I scrutinize the bottle. “I need to slip that into one of Zeke’s drinks?” I ask. Because Zeke’s fast, and he notices everything. How am I supposed to do this and remain unnoticed?
“Nope.” Teresa holds the vial higher, admiring it. “This potion is much sleeker than that. That’s why it’s so much more difficult to make than a run-of-the-mill truth potion.”
“How does it work?” I bounce my legs, wishing she would stop complimenting her own skills and get to the point.
“You drink the potion,” she tells me. “Then for a few hours—nine hours, to be exact—anyone who gets into close contact with you will be compelled to truthfully answer every question you ask them.”
“I just drink it, and that’s it?” I can hear the skepticism in my voice. Her plan sounds simple—almost too simple.
“Yep.” Teresa nods. “It’ll work on anyone
—including those with magic. And the closer bond someone already shares with you emotionally, the stronger the effect of the potion will be on them. Which means—”
“It’ll definitely work on Zeke,” I say.
“If he cares about you as much as you believe he does.” She shoots me a knowing smile that gives me the feeling she doesn’t believe he could truly care about anyone except for himself. “Then yes—it’ll affect him stronger than it would have otherwise.”
“And afterward?” I ask. “Will he have any idea he was under a spell?”
“Nope,” she says. “He’ll believe he told you everything willingly.

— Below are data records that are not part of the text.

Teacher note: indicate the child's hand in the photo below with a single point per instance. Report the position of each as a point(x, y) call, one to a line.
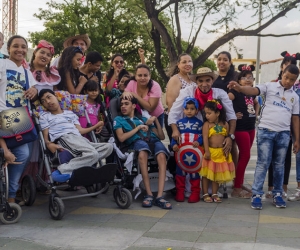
point(175, 148)
point(207, 155)
point(141, 51)
point(151, 120)
point(234, 85)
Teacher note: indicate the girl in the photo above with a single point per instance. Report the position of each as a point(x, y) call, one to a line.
point(216, 166)
point(68, 66)
point(93, 103)
point(246, 108)
point(46, 76)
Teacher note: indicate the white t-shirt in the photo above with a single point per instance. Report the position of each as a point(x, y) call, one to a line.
point(13, 84)
point(279, 106)
point(59, 124)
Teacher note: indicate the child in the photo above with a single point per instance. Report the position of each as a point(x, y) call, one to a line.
point(216, 166)
point(62, 127)
point(190, 129)
point(280, 108)
point(68, 65)
point(246, 108)
point(140, 137)
point(92, 104)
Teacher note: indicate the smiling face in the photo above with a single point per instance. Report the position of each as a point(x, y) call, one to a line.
point(223, 63)
point(142, 76)
point(43, 57)
point(185, 65)
point(76, 61)
point(17, 51)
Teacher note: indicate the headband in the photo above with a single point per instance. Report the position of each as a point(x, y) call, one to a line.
point(190, 99)
point(219, 105)
point(47, 45)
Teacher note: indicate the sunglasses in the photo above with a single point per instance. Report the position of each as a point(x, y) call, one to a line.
point(38, 76)
point(117, 62)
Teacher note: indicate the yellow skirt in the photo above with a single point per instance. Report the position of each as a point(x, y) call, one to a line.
point(219, 168)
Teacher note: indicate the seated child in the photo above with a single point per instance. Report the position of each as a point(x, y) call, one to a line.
point(137, 138)
point(190, 129)
point(65, 133)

Sure, he might look back and wish he hadn’t said anything at all, but he’ll blame his actions on an impulsive decision, and nothing more.”
I nod, the possibilities of what I can ask him racing through my mind. Because of course I’ll ask about the Flaming Sword. That’s a no brainer.

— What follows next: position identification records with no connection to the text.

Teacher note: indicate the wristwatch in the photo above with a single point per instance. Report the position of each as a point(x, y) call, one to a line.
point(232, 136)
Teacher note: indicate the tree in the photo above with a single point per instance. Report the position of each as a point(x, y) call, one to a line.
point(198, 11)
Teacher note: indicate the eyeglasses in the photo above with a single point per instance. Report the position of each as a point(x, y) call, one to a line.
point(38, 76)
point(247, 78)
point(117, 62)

But personally, I’m more interested in finding out if Zeke has been honest with me about his feelings, or if he’s been lying to me this entire time.
Now I can finally find out the truth once and for all.
Chapter Fifty-One
I wait until after dinner to take the potion, since taking it before dinner could result in drama between the other concubines that I have no interest in dealing with. Plus, I don’t think it’s fair to force people to tell the truth against their will.

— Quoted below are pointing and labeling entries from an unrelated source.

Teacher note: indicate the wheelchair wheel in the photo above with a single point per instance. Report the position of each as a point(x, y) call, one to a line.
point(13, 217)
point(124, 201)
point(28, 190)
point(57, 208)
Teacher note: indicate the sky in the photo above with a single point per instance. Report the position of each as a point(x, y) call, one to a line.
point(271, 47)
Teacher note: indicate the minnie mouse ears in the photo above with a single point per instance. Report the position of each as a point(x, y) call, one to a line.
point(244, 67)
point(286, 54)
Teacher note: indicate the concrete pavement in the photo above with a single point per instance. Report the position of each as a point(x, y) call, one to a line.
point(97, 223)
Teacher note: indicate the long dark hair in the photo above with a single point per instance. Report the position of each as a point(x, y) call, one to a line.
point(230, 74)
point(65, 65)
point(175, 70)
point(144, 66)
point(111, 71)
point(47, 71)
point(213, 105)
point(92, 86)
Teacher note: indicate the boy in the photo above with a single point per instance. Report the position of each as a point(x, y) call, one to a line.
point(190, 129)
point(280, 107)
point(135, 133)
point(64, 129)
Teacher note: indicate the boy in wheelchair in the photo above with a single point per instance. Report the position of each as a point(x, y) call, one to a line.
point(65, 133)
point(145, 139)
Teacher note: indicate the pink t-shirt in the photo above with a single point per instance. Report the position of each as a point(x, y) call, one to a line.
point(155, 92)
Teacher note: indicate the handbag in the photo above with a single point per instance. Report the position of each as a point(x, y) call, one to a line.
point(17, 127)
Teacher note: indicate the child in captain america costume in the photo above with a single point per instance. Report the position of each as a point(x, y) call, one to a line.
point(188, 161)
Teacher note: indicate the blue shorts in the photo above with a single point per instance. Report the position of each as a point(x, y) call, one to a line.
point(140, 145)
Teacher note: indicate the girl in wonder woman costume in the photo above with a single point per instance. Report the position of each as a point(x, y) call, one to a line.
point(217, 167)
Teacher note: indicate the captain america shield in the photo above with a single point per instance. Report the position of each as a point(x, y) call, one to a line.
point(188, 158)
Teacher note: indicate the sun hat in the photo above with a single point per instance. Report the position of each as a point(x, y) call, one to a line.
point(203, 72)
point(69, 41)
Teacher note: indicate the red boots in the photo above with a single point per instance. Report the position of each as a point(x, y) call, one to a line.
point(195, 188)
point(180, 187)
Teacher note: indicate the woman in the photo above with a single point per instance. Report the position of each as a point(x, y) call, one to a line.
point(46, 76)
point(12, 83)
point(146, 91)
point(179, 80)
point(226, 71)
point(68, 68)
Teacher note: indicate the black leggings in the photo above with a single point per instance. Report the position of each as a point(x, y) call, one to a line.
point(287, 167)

I don’t feel good about using the potion on Zeke either—despite my initial thought that it’ll be encouraging to know if he’s being honest about his feelings for me. But Teresa worked so hard on this potion. And even though I know I won’t be able to kill Zeke, the least I can do is retrieve the Flaming Sword for Uriel. It won’t make up for being unable to complete my mission, but at least it’ll be something.
And so, once I return to my room, I freshen up and remove the potion from my bag. I swirl the liquid, and it shimmers under the light—magical and mystical.